Толкин осторожно относился к этой истории, говоря, что она «слишком напоминает пародию на христианство»[389]. Но мне кажется, что эти опасения были напрасными. Толкиновское повествование о «Древней Надежде» не выходит, в целом, за рамки естественной теологии. С древних времен люди могли догадываться о такой ‹-надеҗце» — и все же не имели о ней никаких достоверных знаний. Но надежда оставалась, оставалась жажда Исцеления — и, быть может, именно в ней кроется причина появления столь многочисленных в истории людей преданий об умирающих и воскресающих богах, и о пребывании богов, пусть и ложных, среди людей, под видом одного из них. Все эти предания, конечно, не постигали и не могли постигнуть той глубины, которая присуща тайне Воплощения. Но все они указывают на смутные догадки, которые представали людям в глубине веков, догадки, благодаря которым, встретив действительное Воплощение, в лице Иисуса Христа, они могли узнать в Нем исполнение свой «древней надежды ". Здесь стоит отметить и то, что в Книге Бытия есть текст, который христианские богословы называют «протоевангелием Бытия». Этот маленький фрагмент, дающий надежду на окончательную победу над злом находится в конце библейского рассказа о грехопадении — и в нем церковная традиция видит самое раннее ветхозаветное пророчество о Воплощении Христа и о том, Спасении, которое Он принесет людям. Обращаясь к змею (образ сатаны), Бог говорит: «И вражду положу между тобою, и между женою, и между семенем твоим и между семенем ее; оно будет поражать тебя в голову, а ты будешь жалить его в пяту» (Быт. ЗД5). Пришествие Христа, вырвавшего жало смерти и поправшего силу ада, исполнило это обетование. Это библейское пророчество показывает, что с самого времени своего падения, люди могли действительно иметь некую надежду.
Итак, читая Толкина, мы нередко встречаемся с надеждой. И все же, в толкиновском повествовании мы пребываем в дохристианской истории, а история — это, в значительной степени, «продолжительное поражение·»[390], и для того, чтобы сохранять верность надежде и следовать ей, ее героям необходима добродетель мужества. Иногда критики, справедливо заметив важное место этой добродетели во «Властелине Колец», отмечают затем, что восхваление мужества — одно из характерных свойств языческого, в частности германского, героического эпоса. Из этого делается вывод, что книга Толкина представляет собой скорее пример языческого, чем христианского миросозерцания. Такие критики упускают из вида два важных момента: во–первых, христианское миросозерцание отнюдь не чуждается мужества; во–вторых, образ мужества в толкиновской истории серьезно отличается от большинства героических образов германских преданий.

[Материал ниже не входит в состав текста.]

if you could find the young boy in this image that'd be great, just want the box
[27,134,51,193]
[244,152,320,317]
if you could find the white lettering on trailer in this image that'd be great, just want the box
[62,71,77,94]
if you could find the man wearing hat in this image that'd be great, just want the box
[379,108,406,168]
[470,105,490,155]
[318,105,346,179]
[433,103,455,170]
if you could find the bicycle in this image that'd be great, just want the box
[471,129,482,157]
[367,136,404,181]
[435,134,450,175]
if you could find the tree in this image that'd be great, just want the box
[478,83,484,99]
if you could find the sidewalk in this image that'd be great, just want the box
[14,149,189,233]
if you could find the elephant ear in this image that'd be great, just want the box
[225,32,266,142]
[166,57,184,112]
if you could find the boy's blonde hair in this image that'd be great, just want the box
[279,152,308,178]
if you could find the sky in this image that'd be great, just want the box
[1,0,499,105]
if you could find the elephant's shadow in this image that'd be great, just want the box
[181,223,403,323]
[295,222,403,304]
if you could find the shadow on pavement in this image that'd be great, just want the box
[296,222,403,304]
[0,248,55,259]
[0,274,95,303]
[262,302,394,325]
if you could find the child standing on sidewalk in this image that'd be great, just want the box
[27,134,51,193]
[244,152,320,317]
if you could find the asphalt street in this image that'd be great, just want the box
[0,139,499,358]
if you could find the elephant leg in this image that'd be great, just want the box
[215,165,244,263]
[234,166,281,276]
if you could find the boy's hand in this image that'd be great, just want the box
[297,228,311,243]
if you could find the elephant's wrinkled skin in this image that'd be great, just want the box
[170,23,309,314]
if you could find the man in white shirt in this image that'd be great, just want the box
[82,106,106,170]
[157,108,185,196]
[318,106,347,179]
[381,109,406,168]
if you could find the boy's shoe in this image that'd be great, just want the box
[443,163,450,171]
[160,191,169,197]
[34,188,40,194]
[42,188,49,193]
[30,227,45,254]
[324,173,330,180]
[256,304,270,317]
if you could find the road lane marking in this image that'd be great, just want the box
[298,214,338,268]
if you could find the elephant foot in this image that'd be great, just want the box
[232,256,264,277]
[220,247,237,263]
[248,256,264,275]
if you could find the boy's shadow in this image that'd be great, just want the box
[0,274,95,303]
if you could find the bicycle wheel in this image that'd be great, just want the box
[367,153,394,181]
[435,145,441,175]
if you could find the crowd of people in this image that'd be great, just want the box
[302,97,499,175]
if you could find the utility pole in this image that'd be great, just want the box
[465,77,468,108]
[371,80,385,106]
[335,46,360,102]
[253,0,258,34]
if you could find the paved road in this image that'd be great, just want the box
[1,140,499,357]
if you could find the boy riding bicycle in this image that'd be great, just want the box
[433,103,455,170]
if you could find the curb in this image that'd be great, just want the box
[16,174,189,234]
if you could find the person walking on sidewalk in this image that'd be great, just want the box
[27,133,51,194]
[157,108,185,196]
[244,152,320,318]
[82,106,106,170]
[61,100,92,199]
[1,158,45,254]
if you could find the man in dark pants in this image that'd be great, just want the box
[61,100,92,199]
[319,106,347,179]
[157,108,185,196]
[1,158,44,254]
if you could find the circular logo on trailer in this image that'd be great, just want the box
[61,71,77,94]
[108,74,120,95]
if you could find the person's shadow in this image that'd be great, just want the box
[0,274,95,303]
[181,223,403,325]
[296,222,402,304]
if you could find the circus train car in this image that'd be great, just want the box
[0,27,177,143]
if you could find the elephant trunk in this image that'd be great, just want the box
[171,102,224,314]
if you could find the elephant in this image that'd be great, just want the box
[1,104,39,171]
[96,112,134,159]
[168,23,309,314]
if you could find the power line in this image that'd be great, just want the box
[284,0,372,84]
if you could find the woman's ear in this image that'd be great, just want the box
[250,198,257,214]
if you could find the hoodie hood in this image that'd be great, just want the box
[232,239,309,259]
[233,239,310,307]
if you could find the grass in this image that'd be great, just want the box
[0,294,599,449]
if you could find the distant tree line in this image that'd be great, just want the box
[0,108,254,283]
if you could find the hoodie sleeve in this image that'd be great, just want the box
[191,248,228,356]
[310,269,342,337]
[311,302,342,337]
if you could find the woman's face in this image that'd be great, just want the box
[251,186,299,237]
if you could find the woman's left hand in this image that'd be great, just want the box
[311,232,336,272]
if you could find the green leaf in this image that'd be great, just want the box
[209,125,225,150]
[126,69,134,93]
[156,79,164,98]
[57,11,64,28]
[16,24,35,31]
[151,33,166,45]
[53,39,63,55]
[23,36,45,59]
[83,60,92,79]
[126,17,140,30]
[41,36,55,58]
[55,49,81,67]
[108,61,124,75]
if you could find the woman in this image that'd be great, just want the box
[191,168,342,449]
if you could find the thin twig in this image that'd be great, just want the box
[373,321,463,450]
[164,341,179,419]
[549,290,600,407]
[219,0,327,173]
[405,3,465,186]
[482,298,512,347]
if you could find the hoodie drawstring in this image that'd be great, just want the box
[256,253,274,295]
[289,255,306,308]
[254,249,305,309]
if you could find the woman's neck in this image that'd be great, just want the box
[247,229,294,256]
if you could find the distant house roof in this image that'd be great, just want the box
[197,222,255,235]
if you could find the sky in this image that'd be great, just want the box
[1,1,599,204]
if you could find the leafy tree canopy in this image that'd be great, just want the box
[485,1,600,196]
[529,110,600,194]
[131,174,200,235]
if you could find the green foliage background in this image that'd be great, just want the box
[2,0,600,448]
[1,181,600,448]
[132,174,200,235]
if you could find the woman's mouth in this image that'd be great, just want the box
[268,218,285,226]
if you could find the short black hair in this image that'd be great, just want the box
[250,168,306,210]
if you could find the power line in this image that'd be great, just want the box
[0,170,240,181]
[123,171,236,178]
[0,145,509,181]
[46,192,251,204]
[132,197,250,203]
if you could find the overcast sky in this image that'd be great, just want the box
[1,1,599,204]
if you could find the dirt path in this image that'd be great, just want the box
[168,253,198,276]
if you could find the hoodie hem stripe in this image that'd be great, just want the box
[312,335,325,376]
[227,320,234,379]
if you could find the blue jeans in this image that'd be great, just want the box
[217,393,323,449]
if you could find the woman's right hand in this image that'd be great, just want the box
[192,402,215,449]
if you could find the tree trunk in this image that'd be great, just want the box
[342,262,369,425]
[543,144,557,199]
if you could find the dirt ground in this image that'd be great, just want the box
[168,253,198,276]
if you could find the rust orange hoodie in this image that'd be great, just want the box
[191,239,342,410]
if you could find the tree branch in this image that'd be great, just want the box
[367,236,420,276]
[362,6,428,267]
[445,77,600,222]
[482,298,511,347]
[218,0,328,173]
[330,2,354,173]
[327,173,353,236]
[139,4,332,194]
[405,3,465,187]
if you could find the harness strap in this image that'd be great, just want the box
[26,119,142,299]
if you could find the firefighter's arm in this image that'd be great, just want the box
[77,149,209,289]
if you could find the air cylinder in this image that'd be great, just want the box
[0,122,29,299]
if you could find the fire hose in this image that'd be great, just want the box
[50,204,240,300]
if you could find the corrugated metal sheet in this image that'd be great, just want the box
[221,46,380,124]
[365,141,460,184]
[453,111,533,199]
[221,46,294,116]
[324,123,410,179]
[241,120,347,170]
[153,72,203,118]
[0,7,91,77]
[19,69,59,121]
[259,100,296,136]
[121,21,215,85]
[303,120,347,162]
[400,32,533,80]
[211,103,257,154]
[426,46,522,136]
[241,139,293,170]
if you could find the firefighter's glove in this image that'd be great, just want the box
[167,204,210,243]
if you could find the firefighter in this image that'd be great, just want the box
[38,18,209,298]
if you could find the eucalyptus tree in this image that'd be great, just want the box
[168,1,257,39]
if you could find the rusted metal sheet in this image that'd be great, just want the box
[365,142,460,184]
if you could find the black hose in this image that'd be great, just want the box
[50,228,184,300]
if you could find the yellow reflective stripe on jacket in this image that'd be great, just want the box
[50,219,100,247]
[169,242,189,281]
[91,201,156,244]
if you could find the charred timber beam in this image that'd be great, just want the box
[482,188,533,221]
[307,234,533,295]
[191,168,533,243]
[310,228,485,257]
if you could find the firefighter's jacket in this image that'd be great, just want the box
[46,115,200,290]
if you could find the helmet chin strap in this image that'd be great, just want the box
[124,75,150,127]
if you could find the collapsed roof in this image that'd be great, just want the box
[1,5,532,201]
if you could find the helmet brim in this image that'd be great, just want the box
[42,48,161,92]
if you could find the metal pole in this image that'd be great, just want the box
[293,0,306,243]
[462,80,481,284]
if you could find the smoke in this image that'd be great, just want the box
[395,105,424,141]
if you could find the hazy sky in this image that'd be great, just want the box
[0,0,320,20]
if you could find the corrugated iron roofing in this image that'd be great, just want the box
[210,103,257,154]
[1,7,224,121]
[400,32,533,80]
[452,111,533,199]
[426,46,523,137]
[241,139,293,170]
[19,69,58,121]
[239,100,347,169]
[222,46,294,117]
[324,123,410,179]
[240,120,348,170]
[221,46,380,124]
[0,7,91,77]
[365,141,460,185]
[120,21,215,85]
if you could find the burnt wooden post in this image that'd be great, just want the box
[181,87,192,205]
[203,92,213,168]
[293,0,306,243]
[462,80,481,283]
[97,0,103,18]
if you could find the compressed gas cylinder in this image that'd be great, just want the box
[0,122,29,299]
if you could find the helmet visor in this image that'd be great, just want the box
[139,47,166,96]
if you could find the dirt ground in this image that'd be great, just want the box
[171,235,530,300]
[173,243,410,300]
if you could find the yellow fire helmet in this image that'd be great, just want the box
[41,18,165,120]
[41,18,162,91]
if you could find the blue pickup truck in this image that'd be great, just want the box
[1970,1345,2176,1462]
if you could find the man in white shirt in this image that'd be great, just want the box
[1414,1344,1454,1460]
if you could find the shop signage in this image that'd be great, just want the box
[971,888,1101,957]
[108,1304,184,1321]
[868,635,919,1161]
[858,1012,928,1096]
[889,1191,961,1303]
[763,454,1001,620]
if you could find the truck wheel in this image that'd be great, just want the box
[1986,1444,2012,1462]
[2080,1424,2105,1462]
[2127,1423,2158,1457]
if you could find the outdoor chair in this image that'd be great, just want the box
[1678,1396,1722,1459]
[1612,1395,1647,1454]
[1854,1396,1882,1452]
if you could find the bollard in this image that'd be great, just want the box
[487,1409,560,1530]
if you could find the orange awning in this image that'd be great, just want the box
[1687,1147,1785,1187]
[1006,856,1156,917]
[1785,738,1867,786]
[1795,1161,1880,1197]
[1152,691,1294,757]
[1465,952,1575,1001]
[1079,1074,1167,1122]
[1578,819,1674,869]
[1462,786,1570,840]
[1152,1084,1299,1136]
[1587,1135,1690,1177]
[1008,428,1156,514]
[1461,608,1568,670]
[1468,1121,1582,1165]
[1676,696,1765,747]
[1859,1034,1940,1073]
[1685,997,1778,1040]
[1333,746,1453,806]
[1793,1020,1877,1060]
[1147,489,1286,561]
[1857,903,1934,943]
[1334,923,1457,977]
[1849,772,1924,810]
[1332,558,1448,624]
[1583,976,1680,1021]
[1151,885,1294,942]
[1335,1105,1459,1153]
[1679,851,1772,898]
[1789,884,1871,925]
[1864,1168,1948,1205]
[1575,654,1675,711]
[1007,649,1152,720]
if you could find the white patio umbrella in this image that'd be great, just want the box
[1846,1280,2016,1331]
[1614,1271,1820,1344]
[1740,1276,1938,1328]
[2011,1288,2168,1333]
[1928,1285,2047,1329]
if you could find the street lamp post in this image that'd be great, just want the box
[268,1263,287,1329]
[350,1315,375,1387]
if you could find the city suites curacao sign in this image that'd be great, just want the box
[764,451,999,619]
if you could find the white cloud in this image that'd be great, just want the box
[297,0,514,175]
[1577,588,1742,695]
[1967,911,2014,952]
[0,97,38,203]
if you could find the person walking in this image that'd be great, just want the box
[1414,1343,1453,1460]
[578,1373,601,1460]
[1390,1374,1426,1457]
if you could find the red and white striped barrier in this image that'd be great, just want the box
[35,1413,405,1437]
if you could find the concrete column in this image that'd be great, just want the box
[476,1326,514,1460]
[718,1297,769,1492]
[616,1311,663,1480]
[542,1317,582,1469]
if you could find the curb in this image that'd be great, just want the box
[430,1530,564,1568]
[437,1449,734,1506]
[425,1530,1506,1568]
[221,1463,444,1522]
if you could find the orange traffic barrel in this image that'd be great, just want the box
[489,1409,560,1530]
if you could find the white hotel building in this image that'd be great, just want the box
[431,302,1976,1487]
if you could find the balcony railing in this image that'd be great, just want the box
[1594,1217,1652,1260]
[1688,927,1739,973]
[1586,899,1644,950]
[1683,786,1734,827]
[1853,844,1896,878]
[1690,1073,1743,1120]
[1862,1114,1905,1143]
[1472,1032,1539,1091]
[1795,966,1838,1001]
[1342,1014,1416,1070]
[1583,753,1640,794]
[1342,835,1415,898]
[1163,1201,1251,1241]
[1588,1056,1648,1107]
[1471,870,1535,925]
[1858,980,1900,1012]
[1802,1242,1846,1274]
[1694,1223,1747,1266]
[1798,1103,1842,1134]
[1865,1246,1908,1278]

В языческих легендах образ мужества почти всегда связан с воинской доблестью и силой (у Толкина это далеко не всегда так). Кроме того, мужество, восхваляемое языческими преданиями, нередко оказывается далеко не привлекательным с христианской точки зрения. Зачастую оно восславляется вне зависимости от того, для чего использовалось — герои некоторых сказаний творят добрые и злые дела, не делая между ними особого различия. Иногда, как считает христианин, язычники смешивают между собой мужество и безудержную, безрассудную храбрость — хотя это далеко не одно и то же. Наконец, опорой мужества языческого героя нередко является его самоуверенность или гордость. Мрачное удовлетворение от уверенности в собственной правоте (на деле, иногда вовсе не бесспорной) — удел такого мужества. У Толкина есть лишь немногочисленные его примеры, и притом мужество, основанное на гордости, всегда ведет не к добру и заканчивается поражением. В этом отношении достаточно вспомнить примеры Денетора и Боромира — а также Турина Турамбара, история которого, действительно, пожалуй, напоминает подобные германские предания. Но ведь, как легко заметить, толкиновский легендариум, в отличие от них, вовсе не ставит Турина в пример и не превозносит его, скорее наоборот!